Is Distrobox Right For You?
Distrobox is essentially a wrapper around a container engine. That creates lightweight and highly transparent containers, bringing the user land of any containerized Linux OS to your current system. This can do lots of great things especially with development work, but another great use is an expansion to what package managers you can use. This becomes even easier with Distrobox's ability to export binaries out of the containers and into your regular Linux system. Making it even easier to install and manage programs not naively available through your distro.
Setup
Installing and setting up Distrobox is a breeze on most systems, as the only requirement besides Distrobox itself is a container engine. Specifically Podman, Docker, or Lilipod. I recommend Podman, but any of these are fine. Installing a container engine on most distros is a straight forward process, and better covered in other resources. You should look at both your distros documentation and packages along with the official instructions of your desired engine. I myself used nix to get everything onto my system.
Engine | Documentation |
---|---|
Podman | https://podman.io/docs/installation |
Docker | https://docs.docker.com/engine/install/ |
Lilipod | https://github.com/89luca89/lilipod?tab=readme-ov-file#getting-started |
After you've confirmed you container engine is working a-okay, Distrobox is already packaged in these distributions (look under repositories for your distro). This should have you covered, but in the odd case you can't there are also alternative methods documented.
Basic Usage
Distrobox has a pretty simple CLI and good documentation as well, but if you
want the basics form me, they are based around the distrobox create
and
distrobox export
. The first allows you to make a box while also configuring
what base image to use (--image
), hooks to execute (--init-hooks
or
--pre-init-hooks
) as well as other options. You can also use .ini
files and
distrobox assemble
to declarative configure boxes. Export is what allows you
to push binaries out of the container and into the host OS. Which makes
expanding the packages you have access to trivially easy. The rest of the
commands concern managing your boxes. There is also a good GUI you can use if
you want to skip over a lot of the command line stuff.
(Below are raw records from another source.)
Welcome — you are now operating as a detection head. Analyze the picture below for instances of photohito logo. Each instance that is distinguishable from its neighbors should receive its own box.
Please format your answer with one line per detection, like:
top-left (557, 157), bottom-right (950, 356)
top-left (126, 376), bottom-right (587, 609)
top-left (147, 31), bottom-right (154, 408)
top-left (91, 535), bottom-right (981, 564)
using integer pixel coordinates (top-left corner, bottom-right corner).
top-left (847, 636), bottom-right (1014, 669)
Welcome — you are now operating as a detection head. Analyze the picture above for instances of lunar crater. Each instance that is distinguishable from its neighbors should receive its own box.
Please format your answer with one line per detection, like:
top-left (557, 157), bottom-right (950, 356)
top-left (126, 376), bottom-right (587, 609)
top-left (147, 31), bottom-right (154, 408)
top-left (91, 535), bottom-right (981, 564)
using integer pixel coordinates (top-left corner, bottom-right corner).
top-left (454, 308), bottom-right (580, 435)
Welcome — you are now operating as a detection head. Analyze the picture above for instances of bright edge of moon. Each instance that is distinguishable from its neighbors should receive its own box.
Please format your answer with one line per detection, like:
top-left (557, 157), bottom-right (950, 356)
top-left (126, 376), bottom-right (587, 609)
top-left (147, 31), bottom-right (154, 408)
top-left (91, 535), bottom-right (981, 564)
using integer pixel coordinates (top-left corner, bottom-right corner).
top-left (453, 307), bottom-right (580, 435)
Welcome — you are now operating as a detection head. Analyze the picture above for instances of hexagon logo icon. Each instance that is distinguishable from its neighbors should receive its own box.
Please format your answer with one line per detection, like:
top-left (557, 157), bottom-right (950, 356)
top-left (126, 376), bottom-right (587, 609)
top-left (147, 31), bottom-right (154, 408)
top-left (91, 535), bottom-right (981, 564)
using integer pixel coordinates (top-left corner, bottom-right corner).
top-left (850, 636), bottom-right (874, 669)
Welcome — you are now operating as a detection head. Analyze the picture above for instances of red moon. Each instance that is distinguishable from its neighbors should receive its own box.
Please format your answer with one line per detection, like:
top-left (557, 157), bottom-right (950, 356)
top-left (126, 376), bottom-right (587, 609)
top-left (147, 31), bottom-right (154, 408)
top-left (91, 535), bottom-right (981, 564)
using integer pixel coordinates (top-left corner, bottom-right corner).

Getting the AUR Working on Debian
Warning: AUR packages are user-produced content. These PKGBUILDs are completely unofficial and have not been thoroughly vetted. Any use of the provided files is at your own risk. – Arch Wiki
Now that you understand some of the basics of Distrobox, I want to show something fun that you can do with all of this. Which is getting the AUR working on Debian. It was honestly a lot easier then I thought it was going to be. First use this config as the base for where you'll put all the AUR packages.
[aur]
additional_packages="neofetch"
image=quay.io/toolbx/arch-toolbox:latest
init=true
nvidia=false # nvidia seems to not work with the arch image
pull=true
root=false
replace=false
start_now=true
After using distrobox assemble
you'll end up with a basic arch system
and you can already get regular arch packages, and AUR packages using git
clone
and makepkg
. Though I like using a helper program to make it easier to
manage the system. yay is a very popular option which can be installed quite
simply with the below commands while in the aur box.
git clone https://aur.archlinux.org/yay.git && \
cd yay && \
makepkg -si
Which you can use to install packages from the AUR or regular repositories.
yay -S [PACKAGENAME]
Also don't forget to export the binaries out of the box if you want the base OS to have access to them.